Mirei no calendário nossa data de fundação: 25 de junho. Ano 2005. Se abstrairmos os dois zeros de 2005 também chegaremos a 25. Somando, 2+5 é igual a 7. Sete é o cabalístico número da perfeição. 

Aristóteles dizia que todas as coisas deviam sua existência à imitação ou à representação dos números.

Os pitagóricos também assentaram que é a masculinidade um número ímpar e a feminilidade um número par. Assim, a nossa Academia, sacramentada no altar matrimonial entre o dois e o cinco, nasceu sob o signo da pluralidade feita expressão singular, da unidade fiada na diversidade. 

A ciranda constitutiva da AMLEF exibe uma inaudita sintonia entre a construção rebuscada da erudição e a mais genuína inspiração popular. Em nossos convescotes literários têm desfilado, com igual relevo, a sílaba portentosa e o fonema singelo. 

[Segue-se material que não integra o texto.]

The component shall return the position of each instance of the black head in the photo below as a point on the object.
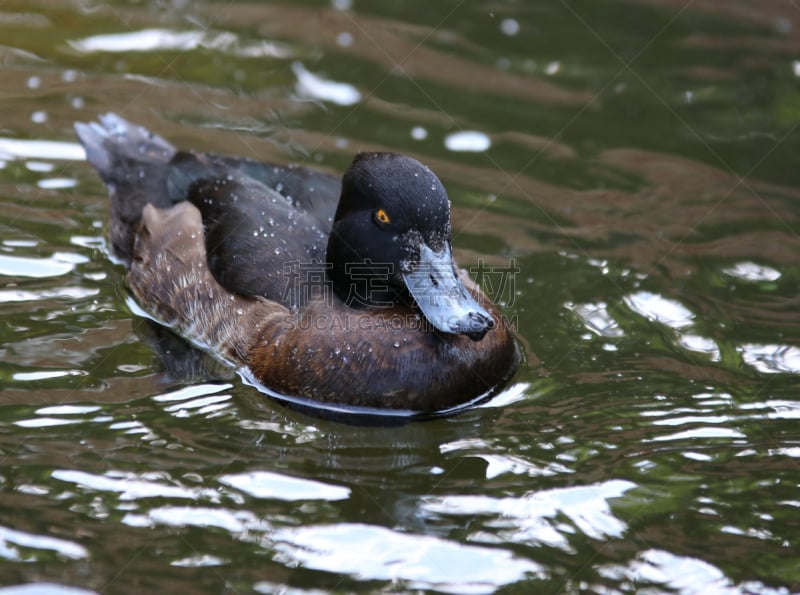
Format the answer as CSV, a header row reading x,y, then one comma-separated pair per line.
x,y
390,244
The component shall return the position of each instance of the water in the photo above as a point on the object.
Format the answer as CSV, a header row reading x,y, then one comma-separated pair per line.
x,y
624,175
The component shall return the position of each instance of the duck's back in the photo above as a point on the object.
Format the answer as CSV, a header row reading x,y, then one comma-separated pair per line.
x,y
266,226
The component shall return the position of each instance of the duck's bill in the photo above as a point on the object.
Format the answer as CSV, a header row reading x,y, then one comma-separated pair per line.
x,y
442,297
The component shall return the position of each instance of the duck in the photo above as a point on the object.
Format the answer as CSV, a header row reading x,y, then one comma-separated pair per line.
x,y
339,292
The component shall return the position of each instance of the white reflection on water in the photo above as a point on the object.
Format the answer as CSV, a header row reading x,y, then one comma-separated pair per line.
x,y
58,264
375,553
12,148
470,141
131,486
149,40
196,400
597,319
311,85
10,538
750,271
266,484
679,573
660,309
534,517
21,295
771,358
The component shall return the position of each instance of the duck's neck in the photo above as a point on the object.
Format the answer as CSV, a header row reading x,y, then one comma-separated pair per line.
x,y
360,282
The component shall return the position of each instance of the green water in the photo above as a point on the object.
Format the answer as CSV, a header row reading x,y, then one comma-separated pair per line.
x,y
636,161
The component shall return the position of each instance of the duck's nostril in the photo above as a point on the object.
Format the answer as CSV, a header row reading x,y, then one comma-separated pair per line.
x,y
474,325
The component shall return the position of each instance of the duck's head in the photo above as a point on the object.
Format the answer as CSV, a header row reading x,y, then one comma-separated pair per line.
x,y
390,243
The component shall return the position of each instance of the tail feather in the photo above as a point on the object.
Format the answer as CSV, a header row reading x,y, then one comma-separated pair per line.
x,y
133,162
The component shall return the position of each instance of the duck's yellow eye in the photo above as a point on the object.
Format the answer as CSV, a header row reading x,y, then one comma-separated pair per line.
x,y
381,216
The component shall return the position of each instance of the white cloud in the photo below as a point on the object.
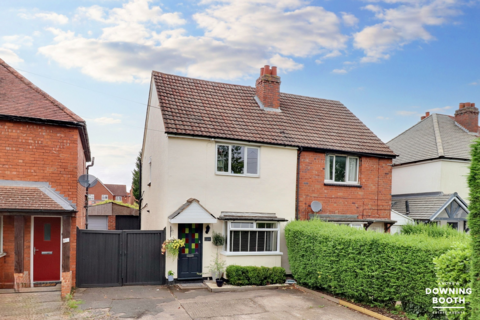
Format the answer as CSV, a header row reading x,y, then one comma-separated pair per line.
x,y
48,16
349,19
9,56
339,71
401,25
106,120
407,113
114,162
238,37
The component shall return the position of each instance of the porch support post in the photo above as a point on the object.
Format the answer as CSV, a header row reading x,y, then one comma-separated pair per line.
x,y
19,226
66,220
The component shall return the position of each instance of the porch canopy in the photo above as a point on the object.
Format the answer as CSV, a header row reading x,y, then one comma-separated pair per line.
x,y
192,212
253,216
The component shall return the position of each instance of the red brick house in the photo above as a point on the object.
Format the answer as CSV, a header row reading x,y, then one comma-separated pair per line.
x,y
43,150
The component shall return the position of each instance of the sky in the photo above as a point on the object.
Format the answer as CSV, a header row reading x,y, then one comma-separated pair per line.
x,y
388,61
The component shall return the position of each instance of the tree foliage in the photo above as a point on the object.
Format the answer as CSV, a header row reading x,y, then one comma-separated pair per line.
x,y
136,177
474,225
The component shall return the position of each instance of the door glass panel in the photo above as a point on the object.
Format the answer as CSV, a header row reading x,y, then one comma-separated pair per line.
x,y
46,232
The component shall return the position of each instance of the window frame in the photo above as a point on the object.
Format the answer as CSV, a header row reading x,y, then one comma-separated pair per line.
x,y
246,147
347,168
229,228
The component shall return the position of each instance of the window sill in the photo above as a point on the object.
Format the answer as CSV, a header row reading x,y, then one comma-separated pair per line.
x,y
232,254
341,184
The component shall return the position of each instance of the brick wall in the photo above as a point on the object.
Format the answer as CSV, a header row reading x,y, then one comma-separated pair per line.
x,y
53,154
372,200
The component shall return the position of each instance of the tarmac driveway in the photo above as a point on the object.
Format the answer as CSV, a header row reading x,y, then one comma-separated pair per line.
x,y
160,302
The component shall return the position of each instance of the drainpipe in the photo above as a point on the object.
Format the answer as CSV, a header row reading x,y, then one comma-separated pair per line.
x,y
298,182
86,201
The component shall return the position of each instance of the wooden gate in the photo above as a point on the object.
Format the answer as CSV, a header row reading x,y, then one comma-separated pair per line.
x,y
108,258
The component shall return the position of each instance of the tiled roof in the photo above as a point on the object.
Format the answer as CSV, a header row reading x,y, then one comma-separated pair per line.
x,y
27,195
117,189
19,97
220,110
422,206
436,136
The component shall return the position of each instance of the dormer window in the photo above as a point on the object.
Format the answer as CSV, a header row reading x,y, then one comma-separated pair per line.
x,y
237,160
341,169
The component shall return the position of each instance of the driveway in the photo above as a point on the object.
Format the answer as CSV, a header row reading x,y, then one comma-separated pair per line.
x,y
160,302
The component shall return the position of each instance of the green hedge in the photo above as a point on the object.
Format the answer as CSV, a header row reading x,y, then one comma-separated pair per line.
x,y
257,276
371,267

Os córregos que deságuam neste Sodalício transportam tanto a água quimicamente impecável como a potável água das fontes cristalinas. 

E os que se abancam entre nós nesta noite memorável reforçam essa excelsa tradição. São pessoas oriundas de manjedouras distintas, porém trazem na alma as pilastras da essencialidade humanística da cidadania militante, que mesclam literatura e amor à livre criatura. Saramago já dizia que aonde vai o escritor vai também o cidadão.
É com fraternal prazer que anuncio: os cidadãos José Hilton Lima Verde Montenegro e Antônio Tarcísio Carneiro passam a compor a moldura de Acadêmicos Correspondentes da AMLEF. 

Da terra de Eleazar de Carvalho, Evaldo Gouveia e Humberto Teixeira, o engenheiro mecânico José Hilton, que também perambula pelos campos da filosofia e das letras, resolveu perscrutar a engenhosa mecânica da História. Produziu obras memoráveis. 

Antonio Tarcisio Carneiro é músico, compositor, poeta popular, cantor, contista e dramaturgo. Marinheiro de profissão, nunca olvidou os tórridos rincões de Santana do Acaraú. Por transpiração virou o Carneiro do Sertão. Mansamente se achegou ao nosso convívio. Hoje mansamente correspondemos seu afeto.

No nosso pórtico de honra, na categoria de Acadêmico Honorário, inscrevemos com reverente dignidade os nomes de José Augusto Bezerra, José Lins de Albuquerque e Francisco Eloy Bruno Alves.

Como o próprio nome consigna, o primeiro José tem a sensibilidade do carpinteiro de Nazaré e a augusta solenidade de um imperador romano. O mestre José Augusto Bezerra exibe talento multifacetário: escritura e empresaria, cultiva a bibliofilia e irradia filantropia. Agraciado com a Sereia de Ouro, pertence às mais destacadas Academias Cearenses, inclusive a mais antiga do Brasil. Meu destino eu mesmo traço: a fraternidade me deu régua e compasso – pode ele afirmar parodiando Gilberto Gil. 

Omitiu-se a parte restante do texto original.